I am still only thinking smoke, no clear vision yet.
-I am doing it-
but that's it, i came home early, only to almost fail.
What do i do? what do i do when i get up from this computer? I am running out of steam.
-I will persevere-
thank you again for all the support, it helps so much.
This is the view of the mountain, (that i draw everyday) from the Alaska Highway, around where i pick berries.
I can tell you two stories, that are keeper of wild places-ish.
This morning i almost was not going to work. Last night i decided not to go, i just needed to somehow overcome THIS. I'll do anything, except smoking, i never never want to go through this again!!!
Anyway i do wake up at 5 am. With A SMILE ON MY FACE i have no idea where that came from. So i am awake i am happy, so indeed i might as well go to work. I don't start that early, but on Thursday morning i go to a meditation group at 7 am, and meditate for an hour. Ain't i Good? (sarcastically)
At this job i have Thursday morning, there is a crying dog, i cannot handle crying dogs, especially not today! So while being payed and not having asked my boss, i take the dog for a long walk.
:) there's trails to treasures everywhere .
It is lovely, i have often looked down this trail while driving by, it looks straight and flat. Well it is not. It turns into a lovely dark moss bos (a name Margriet, who is Dutch and i came up with, bos means forest) The dog pulls this way and that, as i am already overstepping boundaries, i dare not let him loose. Up and down the trail we go, there is an opening in the forest ahead, the terrain more gravelly now. It seems an old creek bed, or ancient gravelpit, i don't now. It is just a swale in the forest. It might be wet there in the bottom, among the willows. Hey you know me, i would go in :) and probably the dog too. But we are not supposed to be here. :) We walk back, I bring the dog in, and quit my job :) thinking she will be okay when i am not around.

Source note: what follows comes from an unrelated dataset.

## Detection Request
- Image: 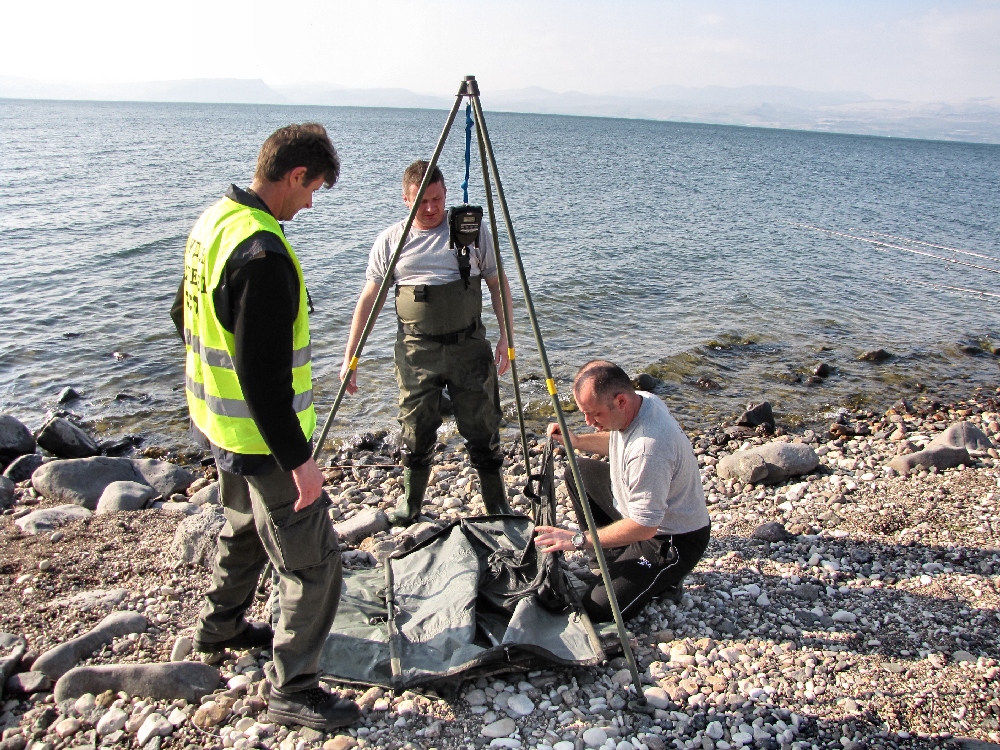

I am not much of berry picker really. I wander off, or play. Don't you love it, when you're with your lover, trying to pick berries, the juices and the warm rocks, it's just too much (sorry i wandered off a bit)
And i know i am not a real picker, because i never have that were i keep my patch secret, I like to share! So i my self will pick longer, when being able to talk with company (as long as it is not that lover)
I do feel like a real berry picker, because the berries are always giving themselves so abundantly to me (and to my husband by the way, now there's a berry picker if you ever met one) He and i always find berries.
And i have to admit i often ignore their calling me. I hardly picked any wild strawberries this year.
Today i went straight to the raspberry motherload. I was able to find places to sit on a nice big boulder and just pick pick pick. The terrain very steep, i soon ran out of such perfect spots, or was just my wanderlust? I wandered off and well this is so typically Don or me, i found a better spot yet. Well Don would have picked the first spot clean before moving on. But well he is working. At least someone around here does takes work serious!